The core team has accepted this proposal with the following revisions:

  • As @jrose noted, init(seed:)'s behavior may be misleading to users who expect it to enable deterministic hashing, and has no real benefit over a collection implementation seeding the hasher directly with combine calls. To avoid misleading users, and to simplify the interface, we strongly suggest not including init(seed:) in the public Hasher API, instead suggesting that hashed collection implementers seed their hashers manually.

  • As a further simplification, the core team observes that the many combine(bits:) overloads on Hasher that take fixed-sized integers don’t need to be public API. Instead, they can be @usableFromInline entry points invoked by @inlinable implementations of hash(into:) on the integer types themselves:

    extension Hasher {
      @usableFromInline internal mutating func _combine(bits: UInt8)
      /* etc. */
    }
    
    extension UInt8: Hashable {
      @inlinable public func hash(into hasher: inout Hasher) {
        hasher._combine(bits: self)
      }
    }
    

    This greatly reduces the public API surface area of Hasher, in particular eliminating the large overload set for combine(bits:), while preserving the performance characteristics of the proposed design, since using the generic combine<H: Hashable> method with a fixed-sized integer type would naturally inline down to a call to the corresponding @usableFromInline entry point.
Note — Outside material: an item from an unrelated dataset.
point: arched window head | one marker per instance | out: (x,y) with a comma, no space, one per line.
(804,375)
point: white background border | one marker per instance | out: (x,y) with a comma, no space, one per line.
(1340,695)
This would reduce the public Hasher API to only init(), combine<H: Hashable>(_: H), the combine(bits:) method that takes a raw buffer of hash input, and finalize() as public API.

  • The core team recommends that Hasher.finalize() be made a __consuming nonmutating method instead of a mutating method that invalidates the Hasher value. This saves some overhead from Hasher having to check its validation state, and looking forward to a future version of Swift with an ownership model and support for move-only values, would allow correct use of finalize() to be statically enforced on move-only Hasher instances.

With the exception of the last point, these were the same revisions suggested by the core team in our previous review of the proposal. In further study, @lorentey discovered that there is significant performance value to providing a one-shot hashing interface for standard library types, particularly pure-ASCII Strings, though the benefit for user-defined types will be less due to resilience. Therefore, while the implementation may use one-shot hashing as an implementation detail, the core team does not see the need to design a public API for this functionality at this time.

Thanks again to everyone for participating in the review!

19 Likes

I'm a little late to the party and slightly offtopic (applies to Equatable as well), but still: it would be great if the compiler error message could be improved in case auto-synthesizing fails. Currently, it only outputs "does not conform to protocol 'Hashable'"; it could inform us about why in a note. Typical cases include "property/associated value X is not Hashable so I could not synthesize".

But then, the compiler doesn't even tell us which protocol requirement is unfulfilled, so...

Thanks @reitzig. If you notice deficiencies in diagnostics, please file bugs at bugs.swift.org, or start a new thread under the "Users" tag to discuss them. This review thread is completed, and it's off-topic to discuss implementation issues here.